"Not a bit," said Lord Charles, again hoisting himself in his chair. "I am hoping to have a very good dinner to-night, and another one to-morrow. Now I am going to play bridge. I don't know whether you would care for a rubber, Mr. Howard?"
For some reason Mr. Perry seemed to desire me to accept this invitation. He said he had some important business to think over, and we might leave him where he was.
"Old Perry can't put away the liquor he used to," said Lord Charles, as we went out of the room. "He's had too much of it. He wants a little nap now. He's a nice old fellow, and you'll have a good time at Magnolia Hall as long as you stay there."
[CHAPTER XII]
The card-room was well occupied. We cut into a table with two other men, one of whom was the stockbroker who had made the lucky coup that afternoon, and the other was a disagreeable sort of fellow who, I learnt afterwards, had inherited a great deal of money and had done little all his life to diminish it. His name was Brummer; he had the manners of a costermonger, and not of one in the higher walks of that calling, if there are such.
Lord Charles treated both of them with a careless good-nature which seemed to subdue somewhat the exuberance of their vulgarity; but I thought that before we made up our table they looked about as if they would rather have joined another one. And it was evident that they suspected me of being what Brummer called contemptuously "a —— philanthropist," when the stockbroker told him I had come into the club with Mr. Perry.
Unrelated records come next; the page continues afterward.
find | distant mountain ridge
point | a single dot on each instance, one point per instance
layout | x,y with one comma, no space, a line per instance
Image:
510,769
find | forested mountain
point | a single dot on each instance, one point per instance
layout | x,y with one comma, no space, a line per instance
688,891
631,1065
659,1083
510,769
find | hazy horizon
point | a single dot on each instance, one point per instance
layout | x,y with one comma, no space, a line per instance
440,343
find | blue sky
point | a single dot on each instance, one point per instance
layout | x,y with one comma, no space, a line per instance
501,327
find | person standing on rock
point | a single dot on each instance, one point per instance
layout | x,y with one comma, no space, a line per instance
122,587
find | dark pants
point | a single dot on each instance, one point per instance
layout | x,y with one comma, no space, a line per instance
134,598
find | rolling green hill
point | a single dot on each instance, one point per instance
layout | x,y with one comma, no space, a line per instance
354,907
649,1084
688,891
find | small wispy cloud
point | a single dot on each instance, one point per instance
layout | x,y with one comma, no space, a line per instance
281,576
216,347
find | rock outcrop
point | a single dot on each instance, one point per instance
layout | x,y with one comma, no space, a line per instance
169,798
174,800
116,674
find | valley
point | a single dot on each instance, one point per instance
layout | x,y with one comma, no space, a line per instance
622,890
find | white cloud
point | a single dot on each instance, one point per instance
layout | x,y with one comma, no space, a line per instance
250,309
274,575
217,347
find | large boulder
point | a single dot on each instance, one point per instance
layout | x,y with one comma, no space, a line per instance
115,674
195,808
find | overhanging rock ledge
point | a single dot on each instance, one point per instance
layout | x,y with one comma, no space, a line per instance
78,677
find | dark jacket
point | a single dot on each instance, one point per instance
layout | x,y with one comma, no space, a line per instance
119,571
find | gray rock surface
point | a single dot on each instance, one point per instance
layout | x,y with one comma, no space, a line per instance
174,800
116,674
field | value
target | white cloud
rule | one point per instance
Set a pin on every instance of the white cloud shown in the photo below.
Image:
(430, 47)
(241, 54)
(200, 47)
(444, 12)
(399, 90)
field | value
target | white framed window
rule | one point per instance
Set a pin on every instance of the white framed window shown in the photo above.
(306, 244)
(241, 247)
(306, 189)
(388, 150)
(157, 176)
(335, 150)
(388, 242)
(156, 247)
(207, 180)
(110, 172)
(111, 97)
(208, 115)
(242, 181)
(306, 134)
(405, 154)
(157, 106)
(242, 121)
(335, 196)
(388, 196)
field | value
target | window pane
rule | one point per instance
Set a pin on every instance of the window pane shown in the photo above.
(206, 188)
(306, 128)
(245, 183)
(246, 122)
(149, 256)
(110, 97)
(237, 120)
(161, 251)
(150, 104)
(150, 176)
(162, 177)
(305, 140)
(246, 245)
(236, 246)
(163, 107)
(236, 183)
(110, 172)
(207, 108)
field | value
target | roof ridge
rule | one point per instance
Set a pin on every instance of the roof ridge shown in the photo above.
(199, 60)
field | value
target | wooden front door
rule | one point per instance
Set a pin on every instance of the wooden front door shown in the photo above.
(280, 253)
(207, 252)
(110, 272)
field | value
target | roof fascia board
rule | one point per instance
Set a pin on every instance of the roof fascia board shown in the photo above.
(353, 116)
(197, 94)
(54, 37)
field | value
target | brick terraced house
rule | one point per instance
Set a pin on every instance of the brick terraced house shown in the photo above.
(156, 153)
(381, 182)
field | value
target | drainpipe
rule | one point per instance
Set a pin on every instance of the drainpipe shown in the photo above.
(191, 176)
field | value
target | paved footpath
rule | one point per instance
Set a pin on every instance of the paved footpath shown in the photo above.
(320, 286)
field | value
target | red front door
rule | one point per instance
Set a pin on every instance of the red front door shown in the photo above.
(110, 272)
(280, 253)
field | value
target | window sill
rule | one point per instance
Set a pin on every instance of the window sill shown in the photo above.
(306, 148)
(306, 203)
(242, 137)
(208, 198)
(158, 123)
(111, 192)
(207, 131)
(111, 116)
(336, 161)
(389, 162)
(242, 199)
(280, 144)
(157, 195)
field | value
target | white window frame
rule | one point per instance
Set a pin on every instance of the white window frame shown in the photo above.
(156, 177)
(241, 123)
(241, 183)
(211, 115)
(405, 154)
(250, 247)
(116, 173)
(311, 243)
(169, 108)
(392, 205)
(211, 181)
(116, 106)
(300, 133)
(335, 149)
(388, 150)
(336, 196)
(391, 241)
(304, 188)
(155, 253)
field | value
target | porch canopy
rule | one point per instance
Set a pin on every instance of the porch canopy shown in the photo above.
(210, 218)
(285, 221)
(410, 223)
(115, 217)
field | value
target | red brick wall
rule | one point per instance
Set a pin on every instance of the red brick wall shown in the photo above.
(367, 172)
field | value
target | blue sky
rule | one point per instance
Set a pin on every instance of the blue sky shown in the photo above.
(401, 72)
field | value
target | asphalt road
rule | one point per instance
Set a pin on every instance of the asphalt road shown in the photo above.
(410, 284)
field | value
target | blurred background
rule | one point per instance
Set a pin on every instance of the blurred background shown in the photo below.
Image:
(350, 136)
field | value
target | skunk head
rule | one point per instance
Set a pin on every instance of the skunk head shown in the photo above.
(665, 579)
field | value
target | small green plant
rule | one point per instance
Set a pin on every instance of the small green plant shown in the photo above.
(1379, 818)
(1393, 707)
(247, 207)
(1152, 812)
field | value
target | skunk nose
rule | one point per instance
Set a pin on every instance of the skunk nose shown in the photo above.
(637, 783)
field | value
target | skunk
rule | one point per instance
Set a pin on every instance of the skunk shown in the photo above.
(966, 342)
Lord Charles was my partner, and I took the precaution of asking him what the points were to be, before we began.
"Oh, club points—a sovereign," he said, in an off-hand manner, and I could only hope that my luck would stand good, for they were much higher than I was accustomed to.
However, I had over ten pounds in my pocket and did not suppose that there would be much difficulty in getting more in Upsidonia if I wanted it. So I sat down with no particular uneasiness.